The U.S. Federal Aviation Administration (F.A.A.) is providing specific details regarding a Talofa Airways incident at Pago Pago International Airport after Senator Magalei Logovi’i voiced concerns about the slow emergency response from the Airport’s rescue crew.
Responding to Samoa News inquiries, F.A.A. spokesman Ian Gregor explained that the Talofa Airways plane landed without incident around 8:30 a.m. on Friday on Runway 5.
“While the plane was taxiing, the landing gear collapsed,” Gregor said from Los Angeles. He said there were eight passengers on board and nobody was injured.
Gregor also said that the Airline reported the incident to the F.A.A.
Magalei, who was among the passengers on the flight, told Samoa News on Thursday afternoon that he was very concerned with the slow emergency response from the Airport rescue crew, who didn’t show up until later.
A committee hearing has been called for Thursday, Jan. 18, and Port Administration director Taimalelagi Dr.
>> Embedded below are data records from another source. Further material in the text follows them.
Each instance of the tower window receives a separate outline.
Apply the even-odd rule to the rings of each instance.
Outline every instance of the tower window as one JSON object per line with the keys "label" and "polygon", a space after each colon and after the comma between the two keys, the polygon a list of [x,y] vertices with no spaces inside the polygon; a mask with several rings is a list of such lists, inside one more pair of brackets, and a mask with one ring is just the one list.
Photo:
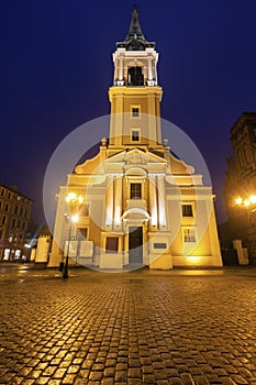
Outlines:
{"label": "tower window", "polygon": [[183,242],[197,242],[194,229],[192,228],[183,229]]}
{"label": "tower window", "polygon": [[131,199],[142,199],[142,184],[131,183]]}
{"label": "tower window", "polygon": [[132,117],[133,118],[140,117],[140,108],[138,107],[132,107]]}
{"label": "tower window", "polygon": [[192,205],[182,205],[182,217],[193,217]]}
{"label": "tower window", "polygon": [[134,66],[129,68],[129,86],[144,86],[142,67]]}
{"label": "tower window", "polygon": [[132,130],[132,141],[140,142],[140,130]]}

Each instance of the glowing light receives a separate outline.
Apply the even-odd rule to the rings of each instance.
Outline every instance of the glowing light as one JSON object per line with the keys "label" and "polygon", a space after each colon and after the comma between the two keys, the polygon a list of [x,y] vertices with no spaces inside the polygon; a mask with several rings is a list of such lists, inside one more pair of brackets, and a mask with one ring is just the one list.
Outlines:
{"label": "glowing light", "polygon": [[78,197],[78,202],[79,204],[82,204],[84,202],[84,198],[79,195],[79,197]]}
{"label": "glowing light", "polygon": [[79,216],[76,213],[75,216],[71,216],[71,222],[77,223],[79,221]]}
{"label": "glowing light", "polygon": [[256,204],[256,195],[251,195],[249,201],[251,201],[252,204]]}
{"label": "glowing light", "polygon": [[243,199],[241,197],[238,197],[238,198],[235,199],[235,202],[236,202],[236,205],[242,205]]}
{"label": "glowing light", "polygon": [[76,201],[77,200],[77,195],[76,193],[69,193],[67,197],[65,198],[66,202],[69,204],[70,201]]}

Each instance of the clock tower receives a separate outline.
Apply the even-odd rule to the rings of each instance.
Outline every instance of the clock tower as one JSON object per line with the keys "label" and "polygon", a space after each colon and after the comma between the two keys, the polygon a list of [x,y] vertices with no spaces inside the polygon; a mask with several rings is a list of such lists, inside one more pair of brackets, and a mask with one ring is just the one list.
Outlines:
{"label": "clock tower", "polygon": [[116,43],[111,102],[110,154],[124,148],[162,151],[158,53],[147,42],[134,8],[126,38]]}

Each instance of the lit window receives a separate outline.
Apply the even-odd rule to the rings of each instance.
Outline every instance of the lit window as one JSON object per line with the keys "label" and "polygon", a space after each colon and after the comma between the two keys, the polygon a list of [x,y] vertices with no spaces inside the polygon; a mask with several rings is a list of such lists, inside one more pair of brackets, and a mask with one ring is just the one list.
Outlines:
{"label": "lit window", "polygon": [[192,205],[182,205],[182,217],[193,217]]}
{"label": "lit window", "polygon": [[131,199],[142,199],[142,184],[131,183]]}
{"label": "lit window", "polygon": [[133,130],[132,131],[132,141],[133,142],[138,142],[140,141],[140,131],[138,130]]}
{"label": "lit window", "polygon": [[79,216],[80,217],[88,217],[89,216],[89,205],[88,204],[81,205],[81,207],[79,209]]}
{"label": "lit window", "polygon": [[77,237],[79,240],[87,240],[88,239],[88,228],[77,229]]}
{"label": "lit window", "polygon": [[133,107],[132,108],[132,117],[133,118],[140,118],[140,108],[138,107]]}
{"label": "lit window", "polygon": [[119,251],[119,238],[118,237],[107,237],[105,239],[105,252],[116,253]]}
{"label": "lit window", "polygon": [[183,241],[185,242],[197,242],[194,229],[191,229],[191,228],[183,229]]}

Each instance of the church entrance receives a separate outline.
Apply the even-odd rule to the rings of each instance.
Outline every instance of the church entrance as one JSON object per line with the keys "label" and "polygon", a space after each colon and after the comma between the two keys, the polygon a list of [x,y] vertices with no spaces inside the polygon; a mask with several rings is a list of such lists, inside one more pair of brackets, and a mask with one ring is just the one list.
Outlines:
{"label": "church entrance", "polygon": [[129,263],[143,263],[143,227],[130,227],[129,231]]}

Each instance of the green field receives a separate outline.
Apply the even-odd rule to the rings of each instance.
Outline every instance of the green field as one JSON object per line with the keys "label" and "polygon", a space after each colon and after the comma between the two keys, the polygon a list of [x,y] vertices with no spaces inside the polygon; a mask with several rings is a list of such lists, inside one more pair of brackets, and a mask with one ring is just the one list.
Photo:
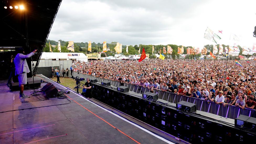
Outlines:
{"label": "green field", "polygon": [[[54,81],[57,82],[57,78],[56,77],[55,77],[53,78],[50,78]],[[70,78],[65,77],[63,78],[63,77],[60,77],[60,81],[61,82],[60,84],[70,88],[73,91],[75,91],[73,89],[70,88],[74,88],[74,87],[76,86],[76,81]],[[83,82],[83,83],[84,83]],[[81,84],[80,87],[82,87],[82,84]],[[82,89],[79,89],[79,91],[81,92]]]}

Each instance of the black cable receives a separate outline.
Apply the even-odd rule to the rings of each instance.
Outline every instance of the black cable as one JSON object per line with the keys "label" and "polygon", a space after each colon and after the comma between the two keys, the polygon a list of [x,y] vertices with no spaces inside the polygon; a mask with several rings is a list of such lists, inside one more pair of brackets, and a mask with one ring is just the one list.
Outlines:
{"label": "black cable", "polygon": [[68,100],[70,102],[69,103],[65,103],[65,104],[55,104],[53,105],[47,105],[46,106],[39,106],[39,107],[35,107],[34,108],[27,108],[26,109],[16,109],[16,110],[8,110],[8,111],[5,111],[1,112],[0,112],[0,113],[6,113],[6,112],[9,112],[10,111],[17,111],[17,110],[25,110],[28,109],[35,109],[36,108],[44,108],[44,107],[48,107],[49,106],[56,106],[57,105],[63,105],[64,104],[68,104],[71,103],[71,101],[70,101],[70,100],[69,99],[68,99],[67,98],[67,98],[67,100]]}

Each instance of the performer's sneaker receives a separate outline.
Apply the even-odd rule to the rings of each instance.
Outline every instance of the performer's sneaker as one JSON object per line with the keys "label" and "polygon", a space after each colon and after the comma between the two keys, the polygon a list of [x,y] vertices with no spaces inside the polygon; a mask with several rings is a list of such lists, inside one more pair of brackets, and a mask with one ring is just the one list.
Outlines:
{"label": "performer's sneaker", "polygon": [[25,98],[27,98],[28,97],[28,96],[27,95],[26,95],[24,94],[24,93],[22,94],[20,93],[20,98],[21,99],[24,99]]}

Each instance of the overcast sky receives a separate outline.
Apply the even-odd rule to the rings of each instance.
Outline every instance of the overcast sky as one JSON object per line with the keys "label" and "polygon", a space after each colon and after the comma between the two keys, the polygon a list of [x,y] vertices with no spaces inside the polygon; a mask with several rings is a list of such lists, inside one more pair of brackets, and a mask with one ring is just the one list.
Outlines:
{"label": "overcast sky", "polygon": [[[48,39],[201,48],[214,44],[204,38],[208,27],[222,38],[218,44],[251,47],[255,6],[254,0],[63,0]],[[230,41],[231,33],[240,41]]]}

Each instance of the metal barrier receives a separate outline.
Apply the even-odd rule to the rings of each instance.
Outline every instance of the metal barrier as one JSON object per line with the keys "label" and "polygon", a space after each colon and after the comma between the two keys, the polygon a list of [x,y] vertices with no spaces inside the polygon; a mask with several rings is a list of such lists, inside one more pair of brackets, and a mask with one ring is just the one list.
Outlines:
{"label": "metal barrier", "polygon": [[[73,72],[72,75],[75,77],[77,76],[79,77],[83,77],[85,79],[89,77],[90,79],[95,77],[81,73]],[[98,82],[107,81],[110,82],[110,84],[115,87],[120,86],[120,83],[117,81],[114,81],[100,78],[97,78]],[[124,84],[124,86],[128,87],[130,91],[132,91],[138,93],[143,94],[149,92],[150,89],[136,85],[133,85],[127,83]],[[196,110],[213,114],[223,117],[235,119],[240,114],[249,116],[256,118],[256,111],[246,108],[243,109],[233,105],[227,105],[224,107],[222,104],[216,104],[212,102],[208,102],[204,99],[199,99],[195,98],[190,98],[187,96],[180,95],[177,94],[167,92],[154,90],[154,93],[158,94],[158,98],[166,101],[176,103],[183,100],[196,104]]]}

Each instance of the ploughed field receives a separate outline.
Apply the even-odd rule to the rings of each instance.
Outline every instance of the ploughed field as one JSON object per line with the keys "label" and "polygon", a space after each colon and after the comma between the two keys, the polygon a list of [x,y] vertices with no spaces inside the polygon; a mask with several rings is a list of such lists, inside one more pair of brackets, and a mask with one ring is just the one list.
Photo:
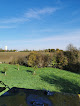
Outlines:
{"label": "ploughed field", "polygon": [[[6,75],[3,73],[4,67],[7,67]],[[10,88],[80,93],[80,74],[49,67],[38,68],[35,75],[33,72],[34,69],[31,67],[19,66],[18,70],[17,65],[0,64],[0,81]]]}

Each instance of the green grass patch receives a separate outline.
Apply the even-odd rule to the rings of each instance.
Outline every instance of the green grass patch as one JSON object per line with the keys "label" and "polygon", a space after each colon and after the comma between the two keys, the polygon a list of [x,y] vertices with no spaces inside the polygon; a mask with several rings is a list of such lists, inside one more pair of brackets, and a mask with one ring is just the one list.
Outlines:
{"label": "green grass patch", "polygon": [[[6,75],[2,72],[7,66]],[[36,75],[31,67],[0,64],[0,81],[10,88],[46,89],[56,92],[80,93],[80,74],[56,68],[38,68]],[[0,86],[2,86],[0,84]]]}

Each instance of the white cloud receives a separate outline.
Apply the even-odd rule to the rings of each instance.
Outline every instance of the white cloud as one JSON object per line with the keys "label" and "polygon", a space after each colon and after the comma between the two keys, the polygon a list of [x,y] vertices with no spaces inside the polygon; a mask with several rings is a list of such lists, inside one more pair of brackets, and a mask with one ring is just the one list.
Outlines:
{"label": "white cloud", "polygon": [[25,13],[27,18],[40,18],[40,15],[51,14],[58,10],[58,8],[43,8],[43,9],[30,9]]}
{"label": "white cloud", "polygon": [[16,28],[15,26],[0,26],[0,29]]}
{"label": "white cloud", "polygon": [[0,20],[0,23],[18,23],[18,22],[25,22],[28,20],[29,19],[26,19],[26,18],[12,18],[12,19]]}
{"label": "white cloud", "polygon": [[[18,49],[46,49],[59,48],[65,50],[66,46],[72,43],[79,48],[80,46],[80,31],[74,31],[63,35],[53,35],[52,37],[22,39],[6,41],[8,45],[17,45]],[[16,47],[16,46],[15,46]],[[22,47],[22,48],[21,48]]]}

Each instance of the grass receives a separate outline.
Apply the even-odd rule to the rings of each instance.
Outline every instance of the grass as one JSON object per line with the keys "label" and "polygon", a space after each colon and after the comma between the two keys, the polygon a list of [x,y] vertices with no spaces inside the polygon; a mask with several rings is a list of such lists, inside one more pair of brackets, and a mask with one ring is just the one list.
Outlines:
{"label": "grass", "polygon": [[[6,76],[2,73],[8,67]],[[80,74],[56,68],[38,68],[33,75],[33,68],[16,65],[0,64],[0,81],[10,88],[46,89],[56,92],[80,93]],[[0,86],[2,86],[0,84]]]}

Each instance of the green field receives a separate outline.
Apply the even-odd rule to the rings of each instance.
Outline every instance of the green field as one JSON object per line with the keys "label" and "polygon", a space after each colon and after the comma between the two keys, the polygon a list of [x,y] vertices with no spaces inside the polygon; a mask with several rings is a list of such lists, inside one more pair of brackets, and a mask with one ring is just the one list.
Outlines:
{"label": "green field", "polygon": [[[7,74],[2,73],[7,66]],[[56,68],[38,68],[33,75],[33,68],[16,65],[0,64],[0,81],[10,88],[46,89],[56,92],[80,93],[80,74]],[[0,84],[0,86],[2,86]]]}

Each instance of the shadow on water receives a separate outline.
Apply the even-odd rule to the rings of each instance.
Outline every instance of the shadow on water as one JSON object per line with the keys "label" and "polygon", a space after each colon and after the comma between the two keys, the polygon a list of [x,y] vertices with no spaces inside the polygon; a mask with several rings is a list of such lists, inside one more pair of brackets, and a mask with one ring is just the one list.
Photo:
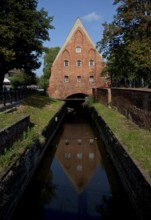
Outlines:
{"label": "shadow on water", "polygon": [[94,130],[81,106],[69,109],[12,220],[137,219]]}

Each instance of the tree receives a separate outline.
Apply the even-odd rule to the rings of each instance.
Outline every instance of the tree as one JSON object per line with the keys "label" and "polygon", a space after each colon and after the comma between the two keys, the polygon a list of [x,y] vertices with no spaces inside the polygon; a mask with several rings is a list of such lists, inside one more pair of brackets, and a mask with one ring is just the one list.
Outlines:
{"label": "tree", "polygon": [[43,75],[40,77],[39,85],[44,90],[47,89],[49,78],[51,75],[51,66],[53,64],[53,61],[55,60],[58,52],[60,50],[60,47],[54,47],[54,48],[47,48],[45,55],[44,55],[44,68],[43,68]]}
{"label": "tree", "polygon": [[[103,39],[97,47],[108,60],[116,82],[149,86],[151,80],[151,2],[115,0],[117,14],[104,24]],[[114,81],[113,80],[113,81]],[[137,83],[137,84],[136,84]]]}
{"label": "tree", "polygon": [[0,1],[0,90],[9,70],[24,69],[31,75],[39,68],[52,20],[44,9],[37,10],[37,0]]}

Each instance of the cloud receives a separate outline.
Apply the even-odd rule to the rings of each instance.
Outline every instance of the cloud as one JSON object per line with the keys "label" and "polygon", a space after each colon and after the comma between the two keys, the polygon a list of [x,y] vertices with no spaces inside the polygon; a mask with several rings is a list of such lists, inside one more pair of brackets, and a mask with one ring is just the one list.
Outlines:
{"label": "cloud", "polygon": [[98,21],[100,20],[102,17],[97,15],[95,12],[92,12],[88,15],[85,15],[82,17],[84,20],[86,21]]}

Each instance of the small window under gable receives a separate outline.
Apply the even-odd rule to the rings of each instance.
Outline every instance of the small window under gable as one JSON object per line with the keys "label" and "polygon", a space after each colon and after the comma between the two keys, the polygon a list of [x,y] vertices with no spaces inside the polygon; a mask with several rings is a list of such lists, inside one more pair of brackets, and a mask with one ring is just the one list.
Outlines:
{"label": "small window under gable", "polygon": [[64,66],[69,66],[69,61],[68,60],[64,60]]}
{"label": "small window under gable", "polygon": [[77,76],[77,82],[81,82],[81,76]]}
{"label": "small window under gable", "polygon": [[94,60],[89,60],[89,66],[94,66]]}
{"label": "small window under gable", "polygon": [[89,76],[89,82],[90,83],[94,82],[94,76]]}
{"label": "small window under gable", "polygon": [[81,47],[76,47],[76,53],[81,53]]}
{"label": "small window under gable", "polygon": [[69,76],[64,76],[64,82],[65,83],[69,82]]}

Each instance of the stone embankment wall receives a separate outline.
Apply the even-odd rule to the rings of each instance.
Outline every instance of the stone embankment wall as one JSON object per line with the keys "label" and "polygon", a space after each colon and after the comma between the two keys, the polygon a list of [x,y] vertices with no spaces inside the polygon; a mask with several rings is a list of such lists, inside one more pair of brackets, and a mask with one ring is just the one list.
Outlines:
{"label": "stone embankment wall", "polygon": [[36,138],[30,148],[26,149],[18,159],[0,176],[0,219],[10,219],[12,211],[24,192],[27,184],[38,167],[47,147],[52,142],[66,115],[64,105],[48,122],[43,131],[45,143]]}
{"label": "stone embankment wall", "polygon": [[106,150],[117,170],[129,199],[138,214],[138,219],[151,217],[151,186],[125,151],[106,122],[94,108],[90,109],[92,124],[105,143]]}
{"label": "stone embankment wall", "polygon": [[4,152],[4,149],[10,148],[14,141],[21,138],[22,134],[27,131],[29,124],[30,116],[26,115],[14,124],[0,130],[0,154]]}
{"label": "stone embankment wall", "polygon": [[151,129],[151,89],[98,88],[96,97],[102,104],[111,104],[140,127]]}

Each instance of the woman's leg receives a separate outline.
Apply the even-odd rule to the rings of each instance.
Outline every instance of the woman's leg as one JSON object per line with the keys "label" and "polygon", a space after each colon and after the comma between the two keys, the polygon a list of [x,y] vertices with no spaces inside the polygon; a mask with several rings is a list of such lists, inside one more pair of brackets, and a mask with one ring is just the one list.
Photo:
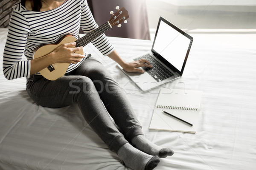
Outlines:
{"label": "woman's leg", "polygon": [[157,157],[137,150],[125,139],[112,122],[90,79],[82,76],[64,76],[51,81],[41,76],[32,77],[27,83],[27,91],[38,104],[58,108],[77,103],[87,122],[126,166],[142,170],[152,170],[157,166],[160,162]]}
{"label": "woman's leg", "polygon": [[115,122],[137,148],[160,157],[173,154],[172,150],[157,146],[145,137],[136,115],[122,89],[100,62],[93,57],[87,59],[75,74],[86,76],[93,80]]}
{"label": "woman's leg", "polygon": [[92,57],[86,59],[75,74],[90,78],[115,123],[130,140],[142,135],[142,127],[123,91],[106,68]]}

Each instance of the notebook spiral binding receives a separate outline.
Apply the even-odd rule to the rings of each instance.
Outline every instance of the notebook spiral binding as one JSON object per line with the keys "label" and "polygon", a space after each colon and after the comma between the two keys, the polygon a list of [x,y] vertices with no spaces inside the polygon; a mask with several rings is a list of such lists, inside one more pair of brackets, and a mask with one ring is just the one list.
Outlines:
{"label": "notebook spiral binding", "polygon": [[183,107],[177,106],[169,106],[158,105],[157,106],[157,108],[160,108],[162,109],[178,109],[178,110],[197,110],[197,108],[186,108]]}

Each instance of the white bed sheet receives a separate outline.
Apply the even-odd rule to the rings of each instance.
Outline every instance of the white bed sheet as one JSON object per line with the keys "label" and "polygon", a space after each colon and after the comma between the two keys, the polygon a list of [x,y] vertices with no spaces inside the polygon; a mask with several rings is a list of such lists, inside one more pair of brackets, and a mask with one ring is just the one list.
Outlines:
{"label": "white bed sheet", "polygon": [[[0,28],[0,56],[7,30]],[[125,58],[150,49],[150,41],[109,37]],[[140,91],[114,62],[91,45],[84,49],[122,87],[147,138],[172,148],[156,170],[255,170],[256,52],[192,45],[182,77],[163,86],[204,92],[195,134],[148,129],[160,88]],[[83,120],[76,105],[51,109],[26,91],[26,79],[9,81],[0,71],[0,169],[125,170]]]}

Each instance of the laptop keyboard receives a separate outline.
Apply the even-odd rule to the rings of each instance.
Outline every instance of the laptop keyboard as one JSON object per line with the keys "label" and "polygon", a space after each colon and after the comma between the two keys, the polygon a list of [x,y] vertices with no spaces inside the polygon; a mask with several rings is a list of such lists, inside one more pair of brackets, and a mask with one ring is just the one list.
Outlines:
{"label": "laptop keyboard", "polygon": [[153,68],[149,68],[147,67],[142,67],[142,68],[157,81],[160,82],[174,76],[174,74],[171,71],[149,54],[146,54],[134,59],[134,60],[138,60],[143,58],[148,61],[150,64],[153,65]]}

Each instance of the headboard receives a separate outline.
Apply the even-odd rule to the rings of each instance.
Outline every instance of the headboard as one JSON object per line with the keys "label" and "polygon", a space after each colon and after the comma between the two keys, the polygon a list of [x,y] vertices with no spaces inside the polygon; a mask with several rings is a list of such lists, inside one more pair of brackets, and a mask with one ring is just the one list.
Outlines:
{"label": "headboard", "polygon": [[7,28],[9,25],[12,6],[15,2],[9,0],[0,1],[0,28]]}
Claire Poumele, will be among witnesses asked to testify.
In the meantime, Magalei was among the passengers on the Talofa Airways flight from Fagalii Airport.
He explained in a Samoa News phone interview that when the plane landed, a section of one of the tyre areas broke, as the plane turned.
He credited the pilot for being calm and quickly shutting down the aircraft to prevent any serious matters.
“We waited inside the plane for 10 minutes,” he said, and during that time, Magalei said he used his cellular phone to contact emergency services, including Airport management, but he didn't get any satisfactory replies.
He said a vehicle stopped by on the runway, to check on the plane, and the passengers were able to get off the runway.
Magalei said he was told by airport personnel that the director, Taimalelagi Dr. Claire Poumele, was at a Fono hearing.
Magalei said it was later, when the passengers were already off the runway, that fire trucks from the Airport Rescue crew showed up and sprayed foam on the runway spot where the plane was sitting.
“My point is, if the plane had broken down and burned, where was the rescue crew? No one showed up right away when this incident occurred,” he told Samoa News, adding that he was very upset with the sluggish emergency response time.
Magalei said he plans to call a committee hearing for next week, to summon Taimalelagi and other airport officials to answer questions.
The senator also questioned as to whether the airport has filed a report of the incident with the Federal Aviation Administration.
Responding to Samoa News inquiries, Taimalelagi said the airport is required to file a report to F.A.A. within 24 hours, adding that the airport manager, Tavita Fuimaono will share a copy of the report “once a thorough research with facts has been compiled.”